ISG-ICS / cloudberry

Big Data Visualization
http://cloudberry.ics.uci.edu
90 stars 82 forks source link

AQLQueryGenerator ignores the unnested variable when there is no group by and select #255

Closed luochen01 closed 7 years ago

luochen01 commented 7 years ago

For a cloudberry query having a unnest statement but no group by and select statements, the AQL query should output a flatted record which includes the unnested variable. However, the current AQL generator simply ignores the unnested variable.

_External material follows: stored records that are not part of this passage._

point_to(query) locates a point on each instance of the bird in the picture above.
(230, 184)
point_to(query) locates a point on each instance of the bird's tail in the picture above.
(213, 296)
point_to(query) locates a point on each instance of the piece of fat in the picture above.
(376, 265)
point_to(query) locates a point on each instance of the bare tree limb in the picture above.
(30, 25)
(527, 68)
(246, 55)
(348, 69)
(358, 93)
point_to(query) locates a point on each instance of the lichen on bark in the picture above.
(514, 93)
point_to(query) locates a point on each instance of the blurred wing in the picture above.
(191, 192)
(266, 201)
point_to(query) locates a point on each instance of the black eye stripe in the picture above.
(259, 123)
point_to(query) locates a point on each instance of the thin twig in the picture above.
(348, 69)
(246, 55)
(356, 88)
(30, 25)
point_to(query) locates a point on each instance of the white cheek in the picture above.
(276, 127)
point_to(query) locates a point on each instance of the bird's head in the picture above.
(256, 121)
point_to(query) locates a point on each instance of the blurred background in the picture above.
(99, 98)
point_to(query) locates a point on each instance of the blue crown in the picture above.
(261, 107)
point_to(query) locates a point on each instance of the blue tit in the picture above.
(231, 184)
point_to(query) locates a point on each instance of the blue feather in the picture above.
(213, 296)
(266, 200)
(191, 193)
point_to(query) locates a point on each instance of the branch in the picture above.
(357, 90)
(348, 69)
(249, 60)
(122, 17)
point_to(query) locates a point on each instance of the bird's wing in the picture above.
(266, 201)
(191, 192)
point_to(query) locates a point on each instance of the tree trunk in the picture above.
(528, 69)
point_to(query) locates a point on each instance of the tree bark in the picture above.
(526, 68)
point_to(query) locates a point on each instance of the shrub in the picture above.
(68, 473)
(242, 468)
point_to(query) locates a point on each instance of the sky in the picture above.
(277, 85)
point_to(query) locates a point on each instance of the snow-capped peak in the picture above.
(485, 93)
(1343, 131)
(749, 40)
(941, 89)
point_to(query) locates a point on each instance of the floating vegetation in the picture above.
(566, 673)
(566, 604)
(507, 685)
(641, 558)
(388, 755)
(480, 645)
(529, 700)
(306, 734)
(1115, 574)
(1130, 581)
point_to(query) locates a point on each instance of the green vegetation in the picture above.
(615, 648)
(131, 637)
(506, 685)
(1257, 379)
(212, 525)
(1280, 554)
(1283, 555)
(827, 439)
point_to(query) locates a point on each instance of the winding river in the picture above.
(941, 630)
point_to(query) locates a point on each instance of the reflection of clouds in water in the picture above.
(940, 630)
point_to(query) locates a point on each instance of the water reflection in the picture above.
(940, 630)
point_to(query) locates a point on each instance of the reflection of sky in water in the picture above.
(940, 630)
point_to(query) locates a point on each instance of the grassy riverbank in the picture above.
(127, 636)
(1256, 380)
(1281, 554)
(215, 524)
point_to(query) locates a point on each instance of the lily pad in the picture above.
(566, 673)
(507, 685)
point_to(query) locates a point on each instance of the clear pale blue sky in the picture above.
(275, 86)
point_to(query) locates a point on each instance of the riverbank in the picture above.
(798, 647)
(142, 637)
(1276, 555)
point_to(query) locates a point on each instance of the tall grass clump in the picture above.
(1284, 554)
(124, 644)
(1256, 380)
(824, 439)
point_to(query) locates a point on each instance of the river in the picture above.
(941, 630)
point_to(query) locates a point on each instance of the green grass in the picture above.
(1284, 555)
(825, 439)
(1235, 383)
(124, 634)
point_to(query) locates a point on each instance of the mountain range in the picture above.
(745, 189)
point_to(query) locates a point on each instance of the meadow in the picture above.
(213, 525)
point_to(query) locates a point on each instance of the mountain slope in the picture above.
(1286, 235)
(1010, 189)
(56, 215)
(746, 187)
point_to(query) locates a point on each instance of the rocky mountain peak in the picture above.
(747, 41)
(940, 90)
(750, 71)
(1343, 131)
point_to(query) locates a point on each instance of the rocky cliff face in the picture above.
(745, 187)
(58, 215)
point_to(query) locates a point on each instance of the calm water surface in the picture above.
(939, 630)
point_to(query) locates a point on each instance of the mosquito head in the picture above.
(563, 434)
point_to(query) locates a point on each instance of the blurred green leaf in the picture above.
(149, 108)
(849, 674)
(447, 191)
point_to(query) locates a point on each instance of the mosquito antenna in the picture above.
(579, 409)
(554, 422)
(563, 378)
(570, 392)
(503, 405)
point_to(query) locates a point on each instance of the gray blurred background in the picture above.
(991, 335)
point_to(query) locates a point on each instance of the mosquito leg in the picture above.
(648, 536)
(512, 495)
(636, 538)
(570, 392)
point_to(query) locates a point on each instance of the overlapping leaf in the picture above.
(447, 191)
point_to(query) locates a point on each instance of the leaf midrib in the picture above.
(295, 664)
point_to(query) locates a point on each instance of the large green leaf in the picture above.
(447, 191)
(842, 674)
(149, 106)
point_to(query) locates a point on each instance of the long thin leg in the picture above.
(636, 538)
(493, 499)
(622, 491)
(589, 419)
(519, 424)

For example, consider the following query.

{
  "dataset": "twitter.ds_tweet",
   "unnest" : [{ "hashtags": "tag"}],
    "select" : {
    "order" : [ "-count"],
    "limit": 10,
    "offset" : 0
  }
}

The execution of this query should produce some records like:

{  
   "create_at":"2015-11-23T16:14:04.000Z",
   "id":668945642149036032,
   "text":"#ledyardffa members at the IMAGE conference at Aqua Turf Club. @ Aqua Turf Club https://t.co/qTfur8kdEG",
   "in_reply_to_status":-1,
   "in_reply_to_user":-1,
   "favorite_count":0,
   "coordinate":[  
      -72.87427231,
      41.57279355
   ],
   "retweet_count":0,
   "lang":"en",
   "is_retweet":false,
   "hashtags":[  
      "ledyardffa"
   ],
   "user":{  
      "id":801273728,
      "name":"Bob Williams",
      "screen_name":"rwilliamslhs",
      "lang":"en",
      "location":"Connecticut, USA",
      "create_at":"2012-09-03",
      "description":"Ledyard HS Ag-Sci Teacher\r\nFormerly Habitat for Humanity International partner in the Philippines and long-time resident of General Santos City",
      "followers_count":11,
      "friends_count":6,
      "statues_count":6
   },
   "place":{  
      "country":"United States",
      "country_code":"United States",
      "full_name":"Southington, CT",
      "id":"000086513b2042b6",
      "name":"Southington",
      "place_type":"city",
      "bounding_box":[  
         [  
            -72.944738,
            41.544766
         ],
         [  
            -72.818407,
            41.653245
         ]
      ]
   },
   "geo_tag":{  
      "stateID":9,
      "stateName":"Connecticut",
      "countyID":9009,
      "countyName":"New Haven"
   },
   "tag": "ledyardffa"
}

However, the current AQL query would generate the following query:

for $t in dataset twitter.ds_tweet
where not(is-null($t.'hashtags'))
for $unnest0 in $t.'hashtags'
limit 10
offset 0
return
$t

And the query would produce some record like:

{  
   "create_at":"2015-11-23T16:14:04.000Z",
   "id":668945642149036032,
   "text":"#ledyardffa members at the IMAGE conference at Aqua Turf Club. @ Aqua Turf Club https://t.co/qTfur8kdEG",
   "in_reply_to_status":-1,
   "in_reply_to_user":-1,
   "favorite_count":0,
   "coordinate":[  
      -72.87427231,
      41.57279355
   ],
   "retweet_count":0,
   "lang":"en",
   "is_retweet":false,
   "hashtags":[  
      "ledyardffa"
   ],
   "user":{  
      "id":801273728,
      "name":"Bob Williams",
      "screen_name":"rwilliamslhs",
      "lang":"en",
      "location":"Connecticut, USA",
      "create_at":"2012-09-03",
      "description":"Ledyard HS Ag-Sci Teacher\r\nFormerly Habitat for Humanity International partner in the Philippines and long-time resident of General Santos City",
      "followers_count":11,
      "friends_count":6,
      "statues_count":6
   },
   "place":{  
      "country":"United States",
      "country_code":"United States",
      "full_name":"Southington, CT",
      "id":"000086513b2042b6",
      "name":"Southington",
      "place_type":"city",
      "bounding_box":[  
         [  
            -72.944738,
            41.544766
         ],
         [  
            -72.818407,
            41.653245
         ]
      ]
   },
   "geo_tag":{  
      "stateID":9,
      "stateName":"Connecticut",
      "countyID":9009,
      "countyName":"New Haven"
   }
}
chenlica commented 7 years ago

@luochen01 Can you format the output nicely using github syntax so that we can see the results easily?

luochen01 commented 7 years ago

Sure. The only difference is that the "tag" field is missing.

chenlica commented 7 years ago

Cool. I wonder there is an easy way to highlight the differences. If not, not a big deal.